As Howard Caygill says in his more conventional review, the urge to produce such a book with its intellectual histories, vast array of diverse interpretations and extensive bibliographies (detail upon detail), "is largely a product of the Enlightenment" and, I would add, a key weapon in an implicit war. We are always on the brink of chaos, perhaps already unknowingly engulfed and grasping for a float.

On page 636 of the Dictionary, ten double-columned pages are launched under the heading MEMORY / FORGETFULNESS. It has four chapters with sub-sections that themselves contain further sub-sections and under them, even more. Under II: The Making of the Past comes D: The fiction of total knowledge and under that is 3: Mallarmé's break with tradition: The freeing of forgetfulness. The entry by the late Jean Bollack is an impressively concise summary of the poet's "Orphic search for a truth hidden within language" and uses his poem Le vierge, le vivace as the defining statement of his art and "which makes forgetfulness a condition of poetic song".
Poetry in the figure of a swan leaves behind it “ce lac dur que hante sous le givre / le transparent glacier des vols qui n’ont pas fui” ( Beneath the frost of a forgotten lake / Clear flights of glaciers not fled away; trans. John Holcombe ). The world of life is thus divided, and also leaves behind the raw matter of frozen traces: “Un cygne d’autrefois se souvient” ( In past magnificence of another day / The swan remembers ). It remembers its lost glory as in a mirror: if it escapes, it is because it has resisted and not given in to incantation and celebration. Its poetic means have transported it elsewhere, and forgetfulness is the line that is crossed by verbal transcendence, with art finding a way to create for itself another world.

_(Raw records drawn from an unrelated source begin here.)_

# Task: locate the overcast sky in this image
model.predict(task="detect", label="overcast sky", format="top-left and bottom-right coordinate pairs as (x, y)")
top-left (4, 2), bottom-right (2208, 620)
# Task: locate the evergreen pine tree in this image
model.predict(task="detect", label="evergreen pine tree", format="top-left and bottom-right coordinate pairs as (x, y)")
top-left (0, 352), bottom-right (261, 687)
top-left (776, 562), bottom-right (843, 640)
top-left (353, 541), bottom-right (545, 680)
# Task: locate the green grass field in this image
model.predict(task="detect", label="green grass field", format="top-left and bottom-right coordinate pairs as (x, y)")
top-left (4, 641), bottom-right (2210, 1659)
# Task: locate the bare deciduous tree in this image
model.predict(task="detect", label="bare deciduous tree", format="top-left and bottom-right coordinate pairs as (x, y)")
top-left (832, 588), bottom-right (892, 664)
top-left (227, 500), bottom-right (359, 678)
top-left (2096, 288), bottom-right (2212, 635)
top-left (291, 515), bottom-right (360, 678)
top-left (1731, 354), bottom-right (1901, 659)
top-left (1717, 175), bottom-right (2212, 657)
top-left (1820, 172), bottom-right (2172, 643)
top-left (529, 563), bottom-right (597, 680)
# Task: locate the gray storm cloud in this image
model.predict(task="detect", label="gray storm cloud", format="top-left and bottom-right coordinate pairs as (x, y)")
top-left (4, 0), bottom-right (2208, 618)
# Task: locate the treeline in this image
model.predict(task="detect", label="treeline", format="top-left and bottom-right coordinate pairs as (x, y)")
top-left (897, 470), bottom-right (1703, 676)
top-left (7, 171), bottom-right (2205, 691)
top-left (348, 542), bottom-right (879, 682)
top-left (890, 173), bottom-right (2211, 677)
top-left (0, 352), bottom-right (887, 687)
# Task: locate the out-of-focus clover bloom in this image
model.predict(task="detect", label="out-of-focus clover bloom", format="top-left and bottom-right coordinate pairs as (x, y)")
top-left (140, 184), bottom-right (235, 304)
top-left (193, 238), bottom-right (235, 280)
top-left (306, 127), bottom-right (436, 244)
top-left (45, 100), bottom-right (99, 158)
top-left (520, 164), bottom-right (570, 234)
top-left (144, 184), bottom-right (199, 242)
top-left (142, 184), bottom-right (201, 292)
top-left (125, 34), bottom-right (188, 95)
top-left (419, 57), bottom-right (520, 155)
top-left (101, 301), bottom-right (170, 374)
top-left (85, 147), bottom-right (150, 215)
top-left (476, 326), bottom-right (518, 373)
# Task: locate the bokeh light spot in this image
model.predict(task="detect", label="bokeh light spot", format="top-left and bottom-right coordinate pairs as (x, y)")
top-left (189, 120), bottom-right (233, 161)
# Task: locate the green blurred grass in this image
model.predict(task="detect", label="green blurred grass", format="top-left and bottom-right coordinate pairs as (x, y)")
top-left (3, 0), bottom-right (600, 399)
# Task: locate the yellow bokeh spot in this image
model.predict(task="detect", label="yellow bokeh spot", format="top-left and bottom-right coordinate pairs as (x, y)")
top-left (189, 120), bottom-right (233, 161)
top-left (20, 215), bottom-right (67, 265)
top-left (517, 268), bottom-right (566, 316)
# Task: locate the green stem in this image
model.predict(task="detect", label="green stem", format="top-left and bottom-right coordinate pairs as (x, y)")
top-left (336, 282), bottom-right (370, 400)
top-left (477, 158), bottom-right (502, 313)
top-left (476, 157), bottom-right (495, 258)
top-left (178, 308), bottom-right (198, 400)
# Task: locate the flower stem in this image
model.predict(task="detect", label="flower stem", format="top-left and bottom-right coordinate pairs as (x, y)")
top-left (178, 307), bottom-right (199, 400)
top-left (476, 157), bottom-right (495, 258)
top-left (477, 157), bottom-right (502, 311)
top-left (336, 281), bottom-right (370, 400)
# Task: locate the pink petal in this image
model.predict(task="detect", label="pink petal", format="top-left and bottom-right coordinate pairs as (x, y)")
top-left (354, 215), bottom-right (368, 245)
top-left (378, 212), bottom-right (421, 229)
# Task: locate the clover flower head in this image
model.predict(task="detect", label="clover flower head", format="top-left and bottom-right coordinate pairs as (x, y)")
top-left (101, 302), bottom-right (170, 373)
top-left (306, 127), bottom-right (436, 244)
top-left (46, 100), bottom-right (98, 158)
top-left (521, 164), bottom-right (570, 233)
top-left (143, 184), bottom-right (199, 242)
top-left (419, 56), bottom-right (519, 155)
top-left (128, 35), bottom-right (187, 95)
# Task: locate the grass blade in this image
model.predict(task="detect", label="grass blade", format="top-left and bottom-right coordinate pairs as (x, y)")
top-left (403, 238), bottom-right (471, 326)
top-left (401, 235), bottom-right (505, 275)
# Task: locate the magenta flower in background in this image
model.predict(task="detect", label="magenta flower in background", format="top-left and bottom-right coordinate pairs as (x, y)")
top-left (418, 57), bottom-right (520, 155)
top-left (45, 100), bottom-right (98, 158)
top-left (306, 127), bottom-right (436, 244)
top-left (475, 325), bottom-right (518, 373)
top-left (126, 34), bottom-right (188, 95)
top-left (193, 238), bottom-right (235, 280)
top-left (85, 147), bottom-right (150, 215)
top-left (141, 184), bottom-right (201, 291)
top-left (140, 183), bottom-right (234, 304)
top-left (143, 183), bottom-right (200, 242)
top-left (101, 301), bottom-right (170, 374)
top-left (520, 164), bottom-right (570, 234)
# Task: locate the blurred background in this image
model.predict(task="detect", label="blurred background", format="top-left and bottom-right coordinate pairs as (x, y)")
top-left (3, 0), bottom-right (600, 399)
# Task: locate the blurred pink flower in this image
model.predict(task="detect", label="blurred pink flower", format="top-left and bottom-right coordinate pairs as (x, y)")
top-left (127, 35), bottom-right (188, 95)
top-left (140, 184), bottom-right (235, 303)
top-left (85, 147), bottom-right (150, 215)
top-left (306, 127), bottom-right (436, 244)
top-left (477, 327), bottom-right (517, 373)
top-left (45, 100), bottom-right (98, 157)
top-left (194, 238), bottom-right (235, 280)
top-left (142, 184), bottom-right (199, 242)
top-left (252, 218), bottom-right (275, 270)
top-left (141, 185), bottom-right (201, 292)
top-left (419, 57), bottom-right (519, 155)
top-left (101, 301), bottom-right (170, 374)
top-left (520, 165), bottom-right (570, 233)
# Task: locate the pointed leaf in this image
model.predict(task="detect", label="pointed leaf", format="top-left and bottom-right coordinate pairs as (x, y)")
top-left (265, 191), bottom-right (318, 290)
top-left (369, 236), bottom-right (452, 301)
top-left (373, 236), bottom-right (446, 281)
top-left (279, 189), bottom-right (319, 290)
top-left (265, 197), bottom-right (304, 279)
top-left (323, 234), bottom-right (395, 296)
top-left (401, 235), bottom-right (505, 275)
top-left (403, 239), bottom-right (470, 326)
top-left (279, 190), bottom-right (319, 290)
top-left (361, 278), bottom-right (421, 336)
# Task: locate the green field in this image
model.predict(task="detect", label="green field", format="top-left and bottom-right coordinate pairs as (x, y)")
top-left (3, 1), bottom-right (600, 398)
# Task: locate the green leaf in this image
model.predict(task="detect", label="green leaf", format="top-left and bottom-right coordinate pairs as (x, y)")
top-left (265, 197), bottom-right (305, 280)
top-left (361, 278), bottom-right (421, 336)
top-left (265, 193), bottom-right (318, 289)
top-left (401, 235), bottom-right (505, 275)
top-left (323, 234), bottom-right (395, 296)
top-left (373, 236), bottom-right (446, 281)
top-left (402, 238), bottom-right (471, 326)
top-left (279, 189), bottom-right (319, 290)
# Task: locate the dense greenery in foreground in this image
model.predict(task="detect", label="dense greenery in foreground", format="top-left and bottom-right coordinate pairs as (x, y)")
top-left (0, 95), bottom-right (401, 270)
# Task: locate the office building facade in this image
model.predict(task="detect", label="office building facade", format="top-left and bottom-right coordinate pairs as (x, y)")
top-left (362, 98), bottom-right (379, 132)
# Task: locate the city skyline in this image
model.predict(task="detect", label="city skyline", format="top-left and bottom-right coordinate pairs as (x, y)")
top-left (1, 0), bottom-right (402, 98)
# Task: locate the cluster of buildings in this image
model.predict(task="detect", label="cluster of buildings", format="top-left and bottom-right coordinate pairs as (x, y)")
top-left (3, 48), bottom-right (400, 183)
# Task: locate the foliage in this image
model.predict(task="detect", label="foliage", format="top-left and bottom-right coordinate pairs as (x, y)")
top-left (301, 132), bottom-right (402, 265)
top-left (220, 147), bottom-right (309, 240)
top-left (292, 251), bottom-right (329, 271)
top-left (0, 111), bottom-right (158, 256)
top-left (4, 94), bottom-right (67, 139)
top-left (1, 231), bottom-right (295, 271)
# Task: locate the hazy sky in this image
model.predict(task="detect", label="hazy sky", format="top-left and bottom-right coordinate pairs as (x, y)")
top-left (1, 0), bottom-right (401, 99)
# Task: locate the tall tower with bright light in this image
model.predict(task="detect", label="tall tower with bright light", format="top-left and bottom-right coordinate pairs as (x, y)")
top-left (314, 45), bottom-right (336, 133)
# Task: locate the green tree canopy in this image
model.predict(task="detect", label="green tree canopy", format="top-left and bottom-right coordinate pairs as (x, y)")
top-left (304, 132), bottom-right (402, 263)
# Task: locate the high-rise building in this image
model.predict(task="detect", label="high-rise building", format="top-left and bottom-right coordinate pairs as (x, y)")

The translation used here is not one by which this poem came to me but Robert Lowell's with its "hard, neglectful lake hoarding under ice / a glacier of flights than never fly" and "The swan ruffles, remembers it is he". In this way even a poem that seemed to be an unchanging literary terra firma is now threatened, and this Dictionary is the ocean. Perhaps this is why Thomas Bernhard's wall of prose meant so much to me that day – the novel was the thing itself, the detail was not key but rather the overall movement, the constant working, the constant repetition of sentences shored against the ocean. Moreover, the translation is not exceptionally important: the book is an object added to the world, a gap in the universe and propels itself into existence under that awareness.